The gist of it is we deduplicate on a combination of timestamp, user name and recording MSID.
The MSID (MessyBrainz ID) is a representation of the dirty metadata we receive for a listen, and contains track, artist and release name, track number and duration.
It’s the closest thing you’ll find to an “identitiy” of a single listen.

github.com/metabrainz/listenbrainz-server

listenbrainz/messybrainz/init.py

08df47936


      
          msid = uuid.uuid4()  # new msid
          query = text("""
              INSERT INTO messybrainz.submissions (gid, recording, artist_credit, release, track_number, duration)
                   VALUES (:msid, :recording, :artist_credit, :release, :track_number, :duration)
          """)
          connection.execute(query, {
              "msid": msid,
              "recording": recording,
              "artist_credit": artist,
              "release": release,
              "track_number": track_number,
              "duration": duration
          })
          return str(msid)

With all that in mind, what are your proposed changes?

deepak_80 · February 3, 2026, 6:28pm

Thanks, that helps a lot — I had only been looking at the API submission path and missed that the effective “identity” is enforced at the database layer via (listened_at, user_id, recording_msid), with recording_msid representing the messy metadata fingerprint.

Based on that, I’m not proposing to change any deduplication semantics.
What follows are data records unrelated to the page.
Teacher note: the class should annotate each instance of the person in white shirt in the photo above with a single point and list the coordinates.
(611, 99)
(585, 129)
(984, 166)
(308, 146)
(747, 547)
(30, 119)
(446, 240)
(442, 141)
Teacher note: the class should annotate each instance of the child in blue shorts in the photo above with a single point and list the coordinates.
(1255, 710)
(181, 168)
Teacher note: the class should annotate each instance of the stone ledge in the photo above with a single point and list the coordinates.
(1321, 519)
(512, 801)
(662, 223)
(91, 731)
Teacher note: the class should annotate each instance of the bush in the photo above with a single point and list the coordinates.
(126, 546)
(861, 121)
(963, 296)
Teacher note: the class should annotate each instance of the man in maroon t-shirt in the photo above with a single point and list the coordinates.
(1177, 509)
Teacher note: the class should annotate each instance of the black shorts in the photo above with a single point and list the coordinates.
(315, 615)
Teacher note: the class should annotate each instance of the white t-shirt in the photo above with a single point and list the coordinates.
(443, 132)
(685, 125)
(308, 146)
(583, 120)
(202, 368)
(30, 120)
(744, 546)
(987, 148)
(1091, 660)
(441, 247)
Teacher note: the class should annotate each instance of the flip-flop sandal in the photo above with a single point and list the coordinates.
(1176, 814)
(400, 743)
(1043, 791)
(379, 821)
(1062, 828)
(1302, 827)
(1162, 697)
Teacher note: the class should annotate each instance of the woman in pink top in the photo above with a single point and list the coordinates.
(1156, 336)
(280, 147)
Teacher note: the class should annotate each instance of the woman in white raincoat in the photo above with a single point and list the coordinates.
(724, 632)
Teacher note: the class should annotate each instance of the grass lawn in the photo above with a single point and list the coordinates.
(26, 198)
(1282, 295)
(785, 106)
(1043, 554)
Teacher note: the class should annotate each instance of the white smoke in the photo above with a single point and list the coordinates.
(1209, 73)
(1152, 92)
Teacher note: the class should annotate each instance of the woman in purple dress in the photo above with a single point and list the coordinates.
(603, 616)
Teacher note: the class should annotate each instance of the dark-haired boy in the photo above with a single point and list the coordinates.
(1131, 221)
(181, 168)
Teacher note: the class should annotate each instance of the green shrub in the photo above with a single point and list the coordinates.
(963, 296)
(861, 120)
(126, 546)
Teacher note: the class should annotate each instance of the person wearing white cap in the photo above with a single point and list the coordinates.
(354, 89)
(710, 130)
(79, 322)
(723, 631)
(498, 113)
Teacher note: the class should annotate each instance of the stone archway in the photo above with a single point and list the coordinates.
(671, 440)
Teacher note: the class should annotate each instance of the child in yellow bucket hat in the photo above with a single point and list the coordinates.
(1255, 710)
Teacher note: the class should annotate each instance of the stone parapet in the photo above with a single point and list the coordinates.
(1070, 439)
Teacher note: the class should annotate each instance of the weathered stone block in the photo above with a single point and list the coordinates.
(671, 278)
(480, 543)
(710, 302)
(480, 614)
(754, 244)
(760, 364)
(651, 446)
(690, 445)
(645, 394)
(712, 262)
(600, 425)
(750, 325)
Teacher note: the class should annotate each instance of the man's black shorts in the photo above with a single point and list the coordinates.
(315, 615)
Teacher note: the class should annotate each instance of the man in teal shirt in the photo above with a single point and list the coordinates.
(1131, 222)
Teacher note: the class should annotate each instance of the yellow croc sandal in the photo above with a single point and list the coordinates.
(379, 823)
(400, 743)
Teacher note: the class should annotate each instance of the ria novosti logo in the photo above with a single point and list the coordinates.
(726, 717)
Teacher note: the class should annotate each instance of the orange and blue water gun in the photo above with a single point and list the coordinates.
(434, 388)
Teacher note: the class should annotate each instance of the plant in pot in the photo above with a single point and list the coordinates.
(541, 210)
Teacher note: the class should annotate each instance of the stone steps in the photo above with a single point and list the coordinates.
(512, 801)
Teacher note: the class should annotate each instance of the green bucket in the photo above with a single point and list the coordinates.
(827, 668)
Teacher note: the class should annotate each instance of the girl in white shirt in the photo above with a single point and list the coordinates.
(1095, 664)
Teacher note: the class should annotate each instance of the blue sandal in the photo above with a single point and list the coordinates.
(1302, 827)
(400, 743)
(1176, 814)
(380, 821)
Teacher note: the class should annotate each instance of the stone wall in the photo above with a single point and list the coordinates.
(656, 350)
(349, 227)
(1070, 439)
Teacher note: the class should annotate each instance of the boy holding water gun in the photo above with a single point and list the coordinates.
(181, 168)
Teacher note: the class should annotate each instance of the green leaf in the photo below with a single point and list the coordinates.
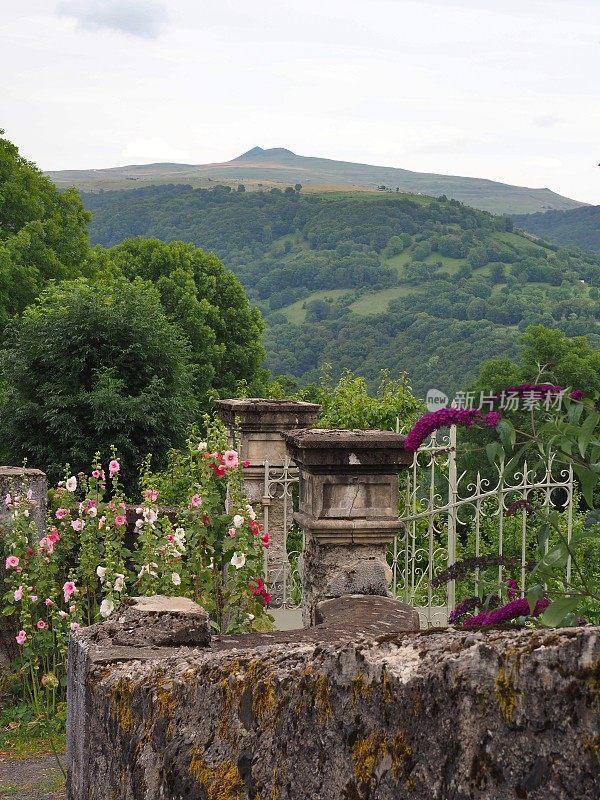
(507, 433)
(558, 610)
(586, 432)
(587, 480)
(495, 452)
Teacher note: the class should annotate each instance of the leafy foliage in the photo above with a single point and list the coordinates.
(43, 232)
(578, 226)
(415, 284)
(92, 365)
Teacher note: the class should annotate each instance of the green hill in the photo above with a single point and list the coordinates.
(579, 226)
(278, 167)
(371, 280)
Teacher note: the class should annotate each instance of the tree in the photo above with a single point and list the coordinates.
(43, 232)
(206, 302)
(91, 365)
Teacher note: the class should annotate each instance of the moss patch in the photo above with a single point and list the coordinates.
(507, 694)
(221, 782)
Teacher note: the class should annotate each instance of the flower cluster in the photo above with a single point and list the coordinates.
(515, 608)
(444, 418)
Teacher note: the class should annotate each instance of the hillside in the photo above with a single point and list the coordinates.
(578, 226)
(278, 167)
(371, 280)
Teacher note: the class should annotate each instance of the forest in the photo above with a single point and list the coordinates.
(579, 226)
(371, 281)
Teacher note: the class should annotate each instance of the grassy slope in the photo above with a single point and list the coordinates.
(283, 168)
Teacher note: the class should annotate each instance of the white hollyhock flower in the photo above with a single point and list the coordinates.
(106, 607)
(150, 515)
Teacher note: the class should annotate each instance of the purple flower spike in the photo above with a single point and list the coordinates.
(492, 418)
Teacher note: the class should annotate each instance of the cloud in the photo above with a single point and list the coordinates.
(154, 149)
(134, 17)
(548, 120)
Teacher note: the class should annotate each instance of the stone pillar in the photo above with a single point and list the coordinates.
(260, 426)
(348, 510)
(16, 480)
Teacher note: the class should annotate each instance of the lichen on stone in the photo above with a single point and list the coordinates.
(507, 694)
(367, 754)
(220, 782)
(119, 697)
(360, 689)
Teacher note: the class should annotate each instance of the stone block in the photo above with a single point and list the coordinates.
(343, 711)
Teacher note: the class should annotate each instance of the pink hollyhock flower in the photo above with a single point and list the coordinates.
(46, 544)
(230, 459)
(53, 536)
(68, 589)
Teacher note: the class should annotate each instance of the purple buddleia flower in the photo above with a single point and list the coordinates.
(443, 418)
(512, 610)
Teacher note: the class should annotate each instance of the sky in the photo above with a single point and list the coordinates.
(500, 89)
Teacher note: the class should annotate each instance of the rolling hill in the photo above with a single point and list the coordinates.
(579, 226)
(371, 280)
(278, 167)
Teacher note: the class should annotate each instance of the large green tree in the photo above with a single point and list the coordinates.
(43, 232)
(91, 365)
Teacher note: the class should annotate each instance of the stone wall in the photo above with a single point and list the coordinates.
(353, 708)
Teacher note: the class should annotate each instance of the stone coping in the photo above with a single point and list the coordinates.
(353, 438)
(20, 472)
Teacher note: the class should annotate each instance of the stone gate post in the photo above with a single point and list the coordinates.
(348, 510)
(260, 426)
(16, 480)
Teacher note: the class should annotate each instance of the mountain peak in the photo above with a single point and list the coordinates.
(259, 152)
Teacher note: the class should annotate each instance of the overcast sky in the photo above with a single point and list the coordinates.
(502, 89)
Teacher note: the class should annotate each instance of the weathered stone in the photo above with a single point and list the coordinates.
(348, 510)
(260, 425)
(157, 621)
(16, 480)
(447, 715)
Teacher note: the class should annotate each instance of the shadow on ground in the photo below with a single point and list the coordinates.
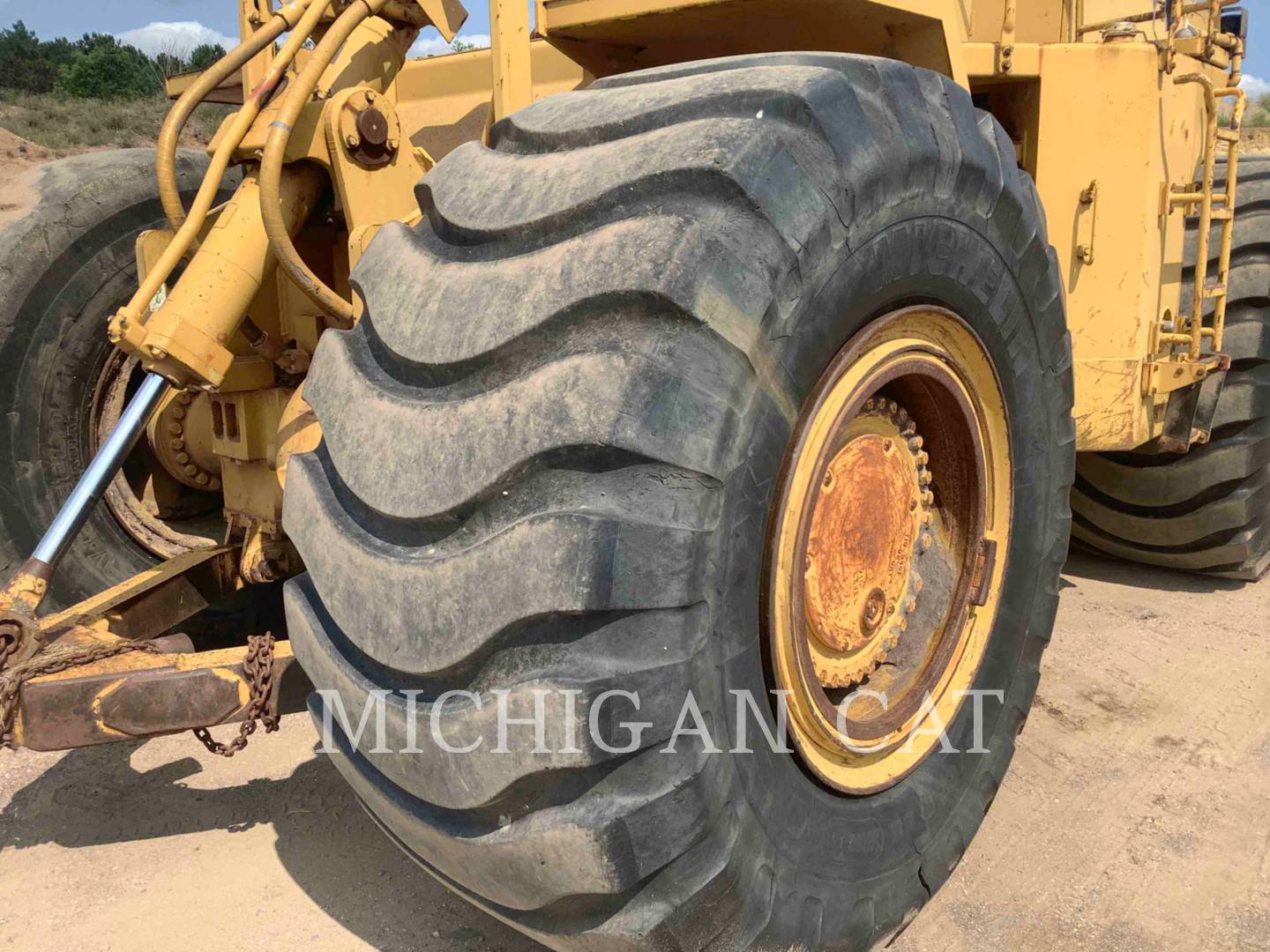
(324, 839)
(325, 842)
My intent was limited to the API layer:

refactor the augmentation / submission step to make the data flow clearer and easier to test,
add regression tests that document the current behavior (including that duplicate handling happens downstream), and
keep the observable behavior unchanged.

Concretely, I was thinking of extracting the augmentation logic into a smaller unit that can be tested in isolation and adding tests that assert that the same payload results in the same augmented listens being sent to the queue, leaving duplicate handling entirely to the database layer as it is today.

Does that sound reasonable as a small, non-semantic-change PR, or is there a different area in the submission path you would prefer me to focus on?

mr_monkey · February 4, 2026, 11:51am

I would like to preface this by saying that your response reads like LLM output, and I will point you to our AI use policy, recently added to our contribution guidelines: GitHub - metabrainz/listenbrainz-server: Server for the ListenBrainz project, including the front-end (javascript/react) code that it serves and all of the data processing components that LB uses.

If you are using an LLM to generate or format these responses, I would much rather hear your authentic voice.
We want you to use your own reasoning skills and show us what you got.

You mention the augmentation step, which actually only adds the user id and name to the listen.
I don’t know how you would “make the data flow clearer and easier to test”.
Unless I am missing sometihng and you can point me more specificly to the code you are talking about, it just seems like a confused LLM suggestion.

add regression tests that document the current behavior

What do you mean by that? Can you be more specific?
Add tests where, to test what?

deepak_80 · February 4, 2026, 11:59am

Thanks for the clarifications, and understood about the AI policy — that’s fair. I’ll be more carefu;.

Part of the reason I was thinking about “identity” or conflicts at this layer is because in another MetaBrainz project (Picard) I recently worked on file identity and external change detection, so I was mentally mapping that idea onto the ListenBrainz submission path. That was my mistake here, I agree that the augmentation step itself is very thin and mainly just adds user id and user name.

deepak_80 · February 4, 2026, 12:03pm

I was mainly trying to understand whether a similar identity, conflict problem existed in the ListenBrainz submission path at all, rather than assuming it did — this is part of exploring the code and learning how the pipeline structure work.